Collocations are groups of words that normally go together.  For example, there are verbs that are frequently followed by certain nouns. For instance, we say “make the bed,” “make arrangements,” and “make friends.” However, we say, “do your hair,”  “do the dishes,” and “ do a favor.”  There are also common collocations of adjectives that are followed by nouns.  We say “fast food,” not “quick.”  We can say “junk food,” but not “trash.”  We say “health food,” but not “well-being” food.  When focusing your instruction on collocations, it is a good idea to teach associated collocations at the same time. This will increase the likelihood that your students will use the words properly.

Phrasal Verbs

Phrasal verbs are verbs that contain a verb with a preposition and has a meaning of its own. These are difficult for our English learners, as one can know the meaning of the verb as well as the meaning of the preposition, but putting the verb and preposition together does not usually create a meaning that is easy to understand.  For instance, the verb “pick”means to select or remove as in I picked the apple from the tree.  The preposition “on” literally means on top of like in The book is on the table.  However, the phrasal verb “to pick on” means to make fun of or criticize.  For example, My big brother always picked on me when we were kids.  Consider the meaning of other phrasal verbs with “pick” like “pick up,” “pick out,” or “pick up on.”

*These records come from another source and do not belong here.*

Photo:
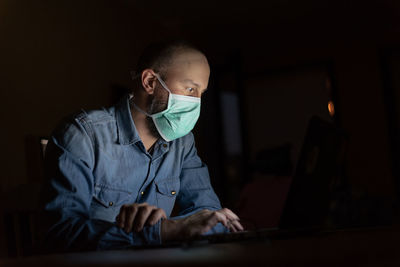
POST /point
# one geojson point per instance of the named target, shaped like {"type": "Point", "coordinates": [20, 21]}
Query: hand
{"type": "Point", "coordinates": [199, 223]}
{"type": "Point", "coordinates": [136, 216]}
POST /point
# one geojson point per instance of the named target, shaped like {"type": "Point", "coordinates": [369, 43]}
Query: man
{"type": "Point", "coordinates": [115, 174]}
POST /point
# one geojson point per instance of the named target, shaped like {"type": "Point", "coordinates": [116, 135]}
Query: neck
{"type": "Point", "coordinates": [141, 124]}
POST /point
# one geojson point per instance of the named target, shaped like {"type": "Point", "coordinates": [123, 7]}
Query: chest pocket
{"type": "Point", "coordinates": [167, 190]}
{"type": "Point", "coordinates": [107, 201]}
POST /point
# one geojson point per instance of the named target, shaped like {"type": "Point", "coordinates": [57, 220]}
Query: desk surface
{"type": "Point", "coordinates": [357, 247]}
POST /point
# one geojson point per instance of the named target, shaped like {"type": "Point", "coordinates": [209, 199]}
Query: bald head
{"type": "Point", "coordinates": [160, 56]}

An idiom is a phrase or expression that cannot always be understood literally.  For example, He’s in the dog house means someone is angry at him for something he has done.  His words cut like a knife implies that the words he said were very hurtful.  Idioms are used frequently in everyday language, so it’s important that we take the time to teach these to our ESL students.  Some teachers introduce an idiom each day to their students in higher levels.  You could also teach a handful of idioms at the same time that are connected to a theme, like sports (He’s always the front runner for the company.) or animals (She’s a social butterfly.)  


Teaching Lexis

The vocabulary you teach in your classroom and how you teach it will depend on the students’ level, age, and their motivation behind learning English. For beginning learners, it makes sense to promote acquisition of the most commonly used words. Common verbs include be, go, like, look, listen, feel, see, hear, know, and so on. Nouns for beginners include basic emotions, parts of the body, family members, professions, food, and everyday objects. There are several sites that feature word lists for each English level.  Also, most textbook series present vocabulary in units organized by topics, which makes it easier for the students to learn.  Whatever words, collocations or idioms you introduce to your students, present them in context and provide multiple opportunities to interact with the words in order to enhance retention.

Some other effective tools to reinforce targeted vocabulary include using images, realia and body language, giving more examples of the words being used in context, categorizing words into groups, providing antonyms and synonyms, and asking students to keep a running list of new vocabulary in a journal.